Michael T. Young: “Flight Patterns”

FLIGHT PATTERNS

Dipped in the ink of water and warmth,

wings tipped in pine scent, barn swallows

circled and dove through morning light.

Between oak logs of the lodge wall

and the tree line, their feathers etched a rewrite:

a history in the grasses, a green thatch

of ancient baskets, housing sparrow song

and the long walk from wells. It is not

as the Greeks thought, an omen in flight and favor

rising from earth on the right, or declining

on the left into dark and the dense shrubs

to tell us what tomorrow will be. It is, rather,

a dance, a pulse and response from our kind

to theirs, then from both of us to wind and air.

Waves and currents tangled and flashed,

a memory of the impenetrable luster

of the sea surface in late, angled sunlight.

The weave of these movements is a script,

a telling of the long beaten dirt paths and roads,

traveled up from the shores of our first steps,

it’s a story told along the fences from prehistory,

unfolded down the mountain slopes, stenciled

in scree, in the mountain laurel, in how we rise together,

in how we nest among the branches and sing.

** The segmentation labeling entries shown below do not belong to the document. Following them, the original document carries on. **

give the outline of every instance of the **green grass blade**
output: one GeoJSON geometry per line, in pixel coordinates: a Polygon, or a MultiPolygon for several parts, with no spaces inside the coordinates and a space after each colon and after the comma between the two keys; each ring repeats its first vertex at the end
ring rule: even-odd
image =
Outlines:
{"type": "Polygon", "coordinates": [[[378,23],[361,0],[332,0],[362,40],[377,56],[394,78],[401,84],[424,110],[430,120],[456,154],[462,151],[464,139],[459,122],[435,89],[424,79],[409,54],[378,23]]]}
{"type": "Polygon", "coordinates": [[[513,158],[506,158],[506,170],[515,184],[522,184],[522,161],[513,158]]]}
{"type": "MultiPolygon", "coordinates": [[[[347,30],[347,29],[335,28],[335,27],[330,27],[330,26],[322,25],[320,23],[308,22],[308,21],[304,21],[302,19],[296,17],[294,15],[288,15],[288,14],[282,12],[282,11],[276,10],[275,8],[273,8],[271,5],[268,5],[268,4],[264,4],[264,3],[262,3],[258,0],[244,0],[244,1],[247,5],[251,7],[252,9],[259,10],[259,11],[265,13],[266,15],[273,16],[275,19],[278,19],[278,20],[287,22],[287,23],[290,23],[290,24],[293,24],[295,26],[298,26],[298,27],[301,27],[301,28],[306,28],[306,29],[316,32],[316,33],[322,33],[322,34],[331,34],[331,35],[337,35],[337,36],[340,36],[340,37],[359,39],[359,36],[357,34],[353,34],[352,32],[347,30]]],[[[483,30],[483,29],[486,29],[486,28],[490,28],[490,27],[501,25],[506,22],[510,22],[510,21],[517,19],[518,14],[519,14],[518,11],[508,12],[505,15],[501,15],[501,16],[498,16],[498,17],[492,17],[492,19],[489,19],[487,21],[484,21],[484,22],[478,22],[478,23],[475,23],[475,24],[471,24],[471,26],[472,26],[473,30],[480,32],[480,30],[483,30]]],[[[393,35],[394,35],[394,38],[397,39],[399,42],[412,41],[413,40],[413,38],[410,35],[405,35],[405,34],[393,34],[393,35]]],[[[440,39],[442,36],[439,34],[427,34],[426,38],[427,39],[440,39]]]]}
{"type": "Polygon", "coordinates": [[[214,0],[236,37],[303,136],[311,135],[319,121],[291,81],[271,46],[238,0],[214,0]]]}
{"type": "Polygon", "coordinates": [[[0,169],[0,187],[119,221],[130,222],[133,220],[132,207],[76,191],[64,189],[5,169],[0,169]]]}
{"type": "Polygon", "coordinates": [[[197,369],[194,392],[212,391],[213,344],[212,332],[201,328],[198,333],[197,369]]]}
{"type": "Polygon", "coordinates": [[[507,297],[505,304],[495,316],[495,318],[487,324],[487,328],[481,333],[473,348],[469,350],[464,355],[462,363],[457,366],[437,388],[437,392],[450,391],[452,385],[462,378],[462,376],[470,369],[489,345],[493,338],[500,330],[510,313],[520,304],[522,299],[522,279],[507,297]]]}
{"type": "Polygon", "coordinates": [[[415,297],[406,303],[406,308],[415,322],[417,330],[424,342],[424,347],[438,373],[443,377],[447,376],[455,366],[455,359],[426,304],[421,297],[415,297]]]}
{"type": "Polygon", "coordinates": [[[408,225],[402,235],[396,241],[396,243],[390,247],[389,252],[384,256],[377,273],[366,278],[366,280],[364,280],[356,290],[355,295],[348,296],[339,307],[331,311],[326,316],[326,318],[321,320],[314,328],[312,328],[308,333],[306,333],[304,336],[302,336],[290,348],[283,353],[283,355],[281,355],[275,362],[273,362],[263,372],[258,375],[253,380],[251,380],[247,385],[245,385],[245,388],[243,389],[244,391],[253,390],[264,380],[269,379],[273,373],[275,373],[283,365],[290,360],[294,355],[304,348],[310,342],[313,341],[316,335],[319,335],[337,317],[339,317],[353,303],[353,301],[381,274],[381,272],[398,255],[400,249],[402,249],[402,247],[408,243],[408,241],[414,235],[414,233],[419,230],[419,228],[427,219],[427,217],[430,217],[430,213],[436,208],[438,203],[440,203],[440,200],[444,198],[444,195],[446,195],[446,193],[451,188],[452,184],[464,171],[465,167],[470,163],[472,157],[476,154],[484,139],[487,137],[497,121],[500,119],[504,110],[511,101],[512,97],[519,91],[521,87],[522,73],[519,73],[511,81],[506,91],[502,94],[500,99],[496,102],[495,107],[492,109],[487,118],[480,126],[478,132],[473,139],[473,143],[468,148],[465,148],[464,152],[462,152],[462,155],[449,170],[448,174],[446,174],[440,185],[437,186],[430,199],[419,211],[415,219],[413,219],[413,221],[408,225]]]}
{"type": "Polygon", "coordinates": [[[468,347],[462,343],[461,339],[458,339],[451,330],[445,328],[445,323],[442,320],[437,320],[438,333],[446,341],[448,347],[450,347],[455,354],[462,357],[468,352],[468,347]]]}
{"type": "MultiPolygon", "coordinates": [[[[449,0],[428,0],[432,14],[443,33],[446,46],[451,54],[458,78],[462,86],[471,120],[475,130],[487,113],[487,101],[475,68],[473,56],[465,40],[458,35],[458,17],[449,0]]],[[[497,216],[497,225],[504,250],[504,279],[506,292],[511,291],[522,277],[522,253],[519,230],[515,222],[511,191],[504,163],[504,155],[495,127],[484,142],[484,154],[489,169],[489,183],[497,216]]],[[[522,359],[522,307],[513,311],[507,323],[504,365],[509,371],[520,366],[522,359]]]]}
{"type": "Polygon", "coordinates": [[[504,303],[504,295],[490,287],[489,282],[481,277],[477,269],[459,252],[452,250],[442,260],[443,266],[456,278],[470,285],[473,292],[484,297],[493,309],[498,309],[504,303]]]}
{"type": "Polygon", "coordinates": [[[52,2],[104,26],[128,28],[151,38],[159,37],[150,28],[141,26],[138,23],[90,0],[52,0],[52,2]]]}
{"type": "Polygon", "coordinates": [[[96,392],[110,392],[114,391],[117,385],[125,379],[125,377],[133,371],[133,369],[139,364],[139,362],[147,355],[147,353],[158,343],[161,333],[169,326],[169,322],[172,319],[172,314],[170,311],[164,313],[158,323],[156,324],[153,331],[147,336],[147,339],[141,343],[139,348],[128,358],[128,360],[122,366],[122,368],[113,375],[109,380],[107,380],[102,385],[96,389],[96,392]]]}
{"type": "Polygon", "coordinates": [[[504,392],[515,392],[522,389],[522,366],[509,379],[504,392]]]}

Michael T. Young’s fifth poetry collection, The Infinite Doctrine of Water (2018), was released by Terrapin Books. His fourth collection, The Beautiful Moment of Being Lost, was published by Poets Wear Prada. He received a Fellowship from the New Jersey State Council on the Arts, and the Jean Pedrick Chapbook Award. Young’s poetry, essays, and reviews have appeared in numerous journals, including Asheville Poetry Review, Cimarron Review, Cortland Review, Lunch Ticket, Prick of the Spindle, and Potomac Review.